21. The main fraction of reads in small RNA sequencing should be around 20–24 nucleotides in length (corresponding to the miRNA fraction). The raw reads, however, include the adapter sequences that need to be removed before alignment—due to the short target sequence, an alignment would not be possible in most cases. After clipping of the adapters, the length distribution should show a peak at the about 20 nt.

22. There exists a plethora of other aligners for small RNA sequencing workflows, the most common alternative to STAR is bow-tie. However, bowtie seems to be very susceptible to not or not completely trimmed adapters.

23. Aligner will miss the target regions, seed region is only 6–8 nt.

24. As an alternative to aligning the short RNA reads to the genome, an alignment to the miRBase database of known miRNAs is possible [31].

25. It is beyond the possibilities of this chapter to address all features and possibilities of the limma package. However, the reader is encouraged to download the latest version of the very through limma manual from https://www.bioconductor.org/pack-ages/3.3/bioc/vignettes/limma/inst/doc/usersguide.pdf.

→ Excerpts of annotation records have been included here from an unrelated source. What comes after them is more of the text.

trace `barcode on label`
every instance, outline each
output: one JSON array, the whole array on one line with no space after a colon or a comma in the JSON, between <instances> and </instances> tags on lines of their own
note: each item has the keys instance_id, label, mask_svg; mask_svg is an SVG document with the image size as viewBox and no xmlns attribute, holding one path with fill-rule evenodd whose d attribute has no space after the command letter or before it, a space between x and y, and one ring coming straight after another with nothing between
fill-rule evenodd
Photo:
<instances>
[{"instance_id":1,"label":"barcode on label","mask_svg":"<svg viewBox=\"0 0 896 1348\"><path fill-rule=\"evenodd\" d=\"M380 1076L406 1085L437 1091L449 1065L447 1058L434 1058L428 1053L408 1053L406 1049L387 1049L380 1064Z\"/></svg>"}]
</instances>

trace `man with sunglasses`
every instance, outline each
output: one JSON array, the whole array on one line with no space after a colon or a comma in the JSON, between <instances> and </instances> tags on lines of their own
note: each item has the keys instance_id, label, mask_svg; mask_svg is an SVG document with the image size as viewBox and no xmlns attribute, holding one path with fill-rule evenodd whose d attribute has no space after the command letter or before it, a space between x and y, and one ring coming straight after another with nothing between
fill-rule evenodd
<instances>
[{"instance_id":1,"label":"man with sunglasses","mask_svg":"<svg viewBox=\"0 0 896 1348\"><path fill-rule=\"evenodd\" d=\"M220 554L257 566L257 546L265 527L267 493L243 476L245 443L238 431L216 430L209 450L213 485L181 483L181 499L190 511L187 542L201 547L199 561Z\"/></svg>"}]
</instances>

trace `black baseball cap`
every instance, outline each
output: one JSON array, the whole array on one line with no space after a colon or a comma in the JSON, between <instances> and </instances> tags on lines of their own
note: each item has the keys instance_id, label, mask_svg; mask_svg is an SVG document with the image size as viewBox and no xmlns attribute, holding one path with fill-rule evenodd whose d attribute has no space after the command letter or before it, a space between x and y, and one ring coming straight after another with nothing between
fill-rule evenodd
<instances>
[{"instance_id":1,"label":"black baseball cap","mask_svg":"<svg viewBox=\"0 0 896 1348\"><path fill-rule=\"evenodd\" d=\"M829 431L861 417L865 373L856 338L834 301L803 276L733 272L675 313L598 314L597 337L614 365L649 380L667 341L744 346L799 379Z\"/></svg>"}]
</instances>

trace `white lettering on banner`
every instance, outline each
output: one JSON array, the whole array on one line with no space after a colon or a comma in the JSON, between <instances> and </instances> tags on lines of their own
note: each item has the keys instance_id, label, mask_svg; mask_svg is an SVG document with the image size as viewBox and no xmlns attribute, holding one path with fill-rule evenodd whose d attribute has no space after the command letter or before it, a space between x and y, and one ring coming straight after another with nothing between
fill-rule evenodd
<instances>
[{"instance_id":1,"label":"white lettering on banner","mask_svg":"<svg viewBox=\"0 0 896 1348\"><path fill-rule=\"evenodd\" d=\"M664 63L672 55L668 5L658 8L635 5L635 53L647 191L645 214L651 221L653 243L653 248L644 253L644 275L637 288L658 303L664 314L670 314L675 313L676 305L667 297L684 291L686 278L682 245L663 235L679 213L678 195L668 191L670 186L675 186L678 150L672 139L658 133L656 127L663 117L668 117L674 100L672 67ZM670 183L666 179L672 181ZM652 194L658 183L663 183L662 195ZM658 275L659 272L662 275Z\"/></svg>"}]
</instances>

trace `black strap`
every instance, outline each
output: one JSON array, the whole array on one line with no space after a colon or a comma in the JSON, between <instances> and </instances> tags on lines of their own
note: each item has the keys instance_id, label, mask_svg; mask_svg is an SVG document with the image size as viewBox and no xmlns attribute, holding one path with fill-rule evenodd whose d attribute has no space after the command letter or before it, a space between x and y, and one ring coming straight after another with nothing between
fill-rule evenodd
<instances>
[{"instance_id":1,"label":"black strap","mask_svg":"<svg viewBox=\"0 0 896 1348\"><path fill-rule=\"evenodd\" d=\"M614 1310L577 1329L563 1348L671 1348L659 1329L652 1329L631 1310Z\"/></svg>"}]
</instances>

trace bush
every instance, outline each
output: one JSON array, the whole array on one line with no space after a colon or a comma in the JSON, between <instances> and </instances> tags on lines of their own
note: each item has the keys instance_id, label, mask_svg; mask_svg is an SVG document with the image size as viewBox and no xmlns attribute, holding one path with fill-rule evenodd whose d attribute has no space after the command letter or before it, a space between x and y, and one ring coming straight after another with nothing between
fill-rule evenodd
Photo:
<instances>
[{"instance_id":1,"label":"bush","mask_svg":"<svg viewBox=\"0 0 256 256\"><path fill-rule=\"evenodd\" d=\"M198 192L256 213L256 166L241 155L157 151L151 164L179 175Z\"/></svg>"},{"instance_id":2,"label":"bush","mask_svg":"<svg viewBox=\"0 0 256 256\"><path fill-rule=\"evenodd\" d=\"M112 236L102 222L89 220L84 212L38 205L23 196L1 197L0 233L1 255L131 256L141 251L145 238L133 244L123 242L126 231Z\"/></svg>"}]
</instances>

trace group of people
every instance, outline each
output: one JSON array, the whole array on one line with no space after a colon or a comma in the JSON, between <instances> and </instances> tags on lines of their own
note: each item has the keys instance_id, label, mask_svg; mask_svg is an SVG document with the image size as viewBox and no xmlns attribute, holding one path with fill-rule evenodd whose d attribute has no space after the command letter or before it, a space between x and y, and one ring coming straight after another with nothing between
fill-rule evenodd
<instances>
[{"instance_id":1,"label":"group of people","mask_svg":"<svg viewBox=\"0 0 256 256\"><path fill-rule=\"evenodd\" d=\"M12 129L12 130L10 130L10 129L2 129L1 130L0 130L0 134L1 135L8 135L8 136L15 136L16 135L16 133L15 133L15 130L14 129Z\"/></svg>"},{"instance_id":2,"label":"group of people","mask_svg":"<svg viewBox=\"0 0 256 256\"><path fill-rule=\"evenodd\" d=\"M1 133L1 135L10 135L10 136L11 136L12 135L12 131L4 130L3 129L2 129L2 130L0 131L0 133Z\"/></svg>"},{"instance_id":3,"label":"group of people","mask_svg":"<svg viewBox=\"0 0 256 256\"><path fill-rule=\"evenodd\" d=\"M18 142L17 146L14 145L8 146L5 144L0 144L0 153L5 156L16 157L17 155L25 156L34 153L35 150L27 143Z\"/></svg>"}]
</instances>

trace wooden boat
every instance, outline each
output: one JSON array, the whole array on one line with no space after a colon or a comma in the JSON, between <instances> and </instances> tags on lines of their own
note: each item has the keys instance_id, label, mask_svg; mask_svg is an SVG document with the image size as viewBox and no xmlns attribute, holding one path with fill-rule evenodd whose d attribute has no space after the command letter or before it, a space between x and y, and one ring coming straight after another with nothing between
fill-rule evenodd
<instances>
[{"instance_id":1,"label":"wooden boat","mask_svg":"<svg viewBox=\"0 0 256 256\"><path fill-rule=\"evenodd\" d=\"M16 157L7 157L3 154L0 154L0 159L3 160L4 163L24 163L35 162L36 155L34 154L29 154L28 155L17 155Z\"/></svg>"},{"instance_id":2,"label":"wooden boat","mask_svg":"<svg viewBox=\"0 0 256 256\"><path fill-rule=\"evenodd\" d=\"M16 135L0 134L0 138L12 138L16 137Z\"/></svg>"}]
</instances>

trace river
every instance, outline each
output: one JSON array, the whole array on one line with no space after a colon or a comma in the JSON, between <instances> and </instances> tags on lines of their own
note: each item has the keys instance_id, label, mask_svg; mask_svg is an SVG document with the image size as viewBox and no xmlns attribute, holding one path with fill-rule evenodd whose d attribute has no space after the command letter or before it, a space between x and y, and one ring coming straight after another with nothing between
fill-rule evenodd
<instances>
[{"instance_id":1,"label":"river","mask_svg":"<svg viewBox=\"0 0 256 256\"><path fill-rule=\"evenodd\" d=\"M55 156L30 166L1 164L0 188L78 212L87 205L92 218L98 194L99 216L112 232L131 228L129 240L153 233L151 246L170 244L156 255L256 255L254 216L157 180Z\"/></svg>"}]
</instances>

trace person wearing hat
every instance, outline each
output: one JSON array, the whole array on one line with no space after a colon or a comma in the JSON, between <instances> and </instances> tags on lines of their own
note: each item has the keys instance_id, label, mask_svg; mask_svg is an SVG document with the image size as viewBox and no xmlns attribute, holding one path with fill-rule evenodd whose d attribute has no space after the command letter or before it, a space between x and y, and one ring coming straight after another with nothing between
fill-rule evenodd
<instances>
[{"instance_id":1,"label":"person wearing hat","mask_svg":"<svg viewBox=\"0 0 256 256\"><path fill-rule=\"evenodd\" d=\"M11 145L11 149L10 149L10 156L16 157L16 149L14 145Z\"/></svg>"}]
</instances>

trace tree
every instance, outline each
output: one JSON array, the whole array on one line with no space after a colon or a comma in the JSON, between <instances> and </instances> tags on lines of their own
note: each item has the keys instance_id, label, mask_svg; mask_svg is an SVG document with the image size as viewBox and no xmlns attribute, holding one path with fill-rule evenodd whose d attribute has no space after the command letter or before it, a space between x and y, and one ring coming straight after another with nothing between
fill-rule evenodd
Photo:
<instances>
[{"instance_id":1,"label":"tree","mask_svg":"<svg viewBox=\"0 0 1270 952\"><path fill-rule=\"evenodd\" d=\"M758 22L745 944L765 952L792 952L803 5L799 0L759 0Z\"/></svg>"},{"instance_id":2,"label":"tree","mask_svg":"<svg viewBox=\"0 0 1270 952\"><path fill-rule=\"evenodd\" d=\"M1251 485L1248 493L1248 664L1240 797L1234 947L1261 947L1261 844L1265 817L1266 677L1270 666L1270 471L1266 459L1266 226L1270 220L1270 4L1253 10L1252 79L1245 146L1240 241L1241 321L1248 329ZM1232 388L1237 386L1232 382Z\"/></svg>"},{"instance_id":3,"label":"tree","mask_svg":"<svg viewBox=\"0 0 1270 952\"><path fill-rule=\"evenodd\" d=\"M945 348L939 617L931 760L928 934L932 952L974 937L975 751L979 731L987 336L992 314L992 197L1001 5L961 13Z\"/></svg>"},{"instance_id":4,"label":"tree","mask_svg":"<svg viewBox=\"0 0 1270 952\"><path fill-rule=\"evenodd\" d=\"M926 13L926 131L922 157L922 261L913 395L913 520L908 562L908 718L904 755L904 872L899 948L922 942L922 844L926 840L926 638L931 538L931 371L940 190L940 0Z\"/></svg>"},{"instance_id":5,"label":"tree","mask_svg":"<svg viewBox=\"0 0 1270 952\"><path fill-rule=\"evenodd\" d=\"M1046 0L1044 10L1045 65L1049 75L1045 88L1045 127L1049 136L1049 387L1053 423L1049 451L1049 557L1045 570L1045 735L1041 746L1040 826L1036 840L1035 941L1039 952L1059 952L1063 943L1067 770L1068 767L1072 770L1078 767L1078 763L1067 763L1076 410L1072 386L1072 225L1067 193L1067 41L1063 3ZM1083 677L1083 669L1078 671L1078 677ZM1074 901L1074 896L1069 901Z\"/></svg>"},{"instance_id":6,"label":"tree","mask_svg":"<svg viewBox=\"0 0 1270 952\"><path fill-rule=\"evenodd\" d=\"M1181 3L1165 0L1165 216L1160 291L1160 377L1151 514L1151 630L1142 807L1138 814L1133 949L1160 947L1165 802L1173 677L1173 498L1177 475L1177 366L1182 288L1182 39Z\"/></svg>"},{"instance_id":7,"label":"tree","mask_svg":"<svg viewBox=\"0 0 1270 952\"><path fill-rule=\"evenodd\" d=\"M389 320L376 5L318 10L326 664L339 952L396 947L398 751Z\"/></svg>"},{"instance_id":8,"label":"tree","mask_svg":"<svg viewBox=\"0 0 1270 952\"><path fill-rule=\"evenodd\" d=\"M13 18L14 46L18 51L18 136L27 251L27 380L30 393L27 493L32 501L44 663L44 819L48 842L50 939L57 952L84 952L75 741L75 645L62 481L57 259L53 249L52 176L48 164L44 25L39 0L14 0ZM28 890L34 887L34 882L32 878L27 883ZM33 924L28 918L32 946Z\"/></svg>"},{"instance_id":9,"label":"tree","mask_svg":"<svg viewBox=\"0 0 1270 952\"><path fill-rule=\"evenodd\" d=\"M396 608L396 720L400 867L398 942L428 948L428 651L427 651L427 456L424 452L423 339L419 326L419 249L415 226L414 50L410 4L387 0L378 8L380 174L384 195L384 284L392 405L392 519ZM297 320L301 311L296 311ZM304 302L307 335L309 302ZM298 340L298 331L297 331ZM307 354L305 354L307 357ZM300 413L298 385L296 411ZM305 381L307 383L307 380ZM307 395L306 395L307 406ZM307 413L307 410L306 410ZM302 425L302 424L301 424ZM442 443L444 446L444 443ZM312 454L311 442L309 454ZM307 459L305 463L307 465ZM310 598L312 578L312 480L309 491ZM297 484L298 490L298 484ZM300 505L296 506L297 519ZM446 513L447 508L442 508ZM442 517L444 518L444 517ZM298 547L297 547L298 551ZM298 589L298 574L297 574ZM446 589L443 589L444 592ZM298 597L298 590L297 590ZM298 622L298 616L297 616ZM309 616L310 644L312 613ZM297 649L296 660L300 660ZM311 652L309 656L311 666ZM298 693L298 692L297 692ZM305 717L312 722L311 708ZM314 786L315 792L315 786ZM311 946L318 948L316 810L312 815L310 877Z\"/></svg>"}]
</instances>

26. Array weights in limma allow to account for microarrays with varying quality, e.g., from human samples, by assigning different weights. It is generally recommended to utilize weights in situations with difficult samples, sparse source materials, and the observation of varying quality. Conversely, when using material from very well controlled cell culture systems, weights need not be used.

27. In RNA Seq experiments, a combination of the array weights strategy for individual samples and the weighting method used by voom is possible to correct “outlier” samples. This method is implemented by the voomWithQualityWeights function in limma.

28. This workflow describes how to perform a differential expression analysis of RNA Seq data based on gene counts. Still, the sequencing data also allow for more detailed analyses, e.g., a differential splicing analysis. This analysis can be performed with minor changes to the workflow described herein by simply changing the focus of the featureCounts function from “gene” to “exon” by setting useMetaFeatures=FALSE.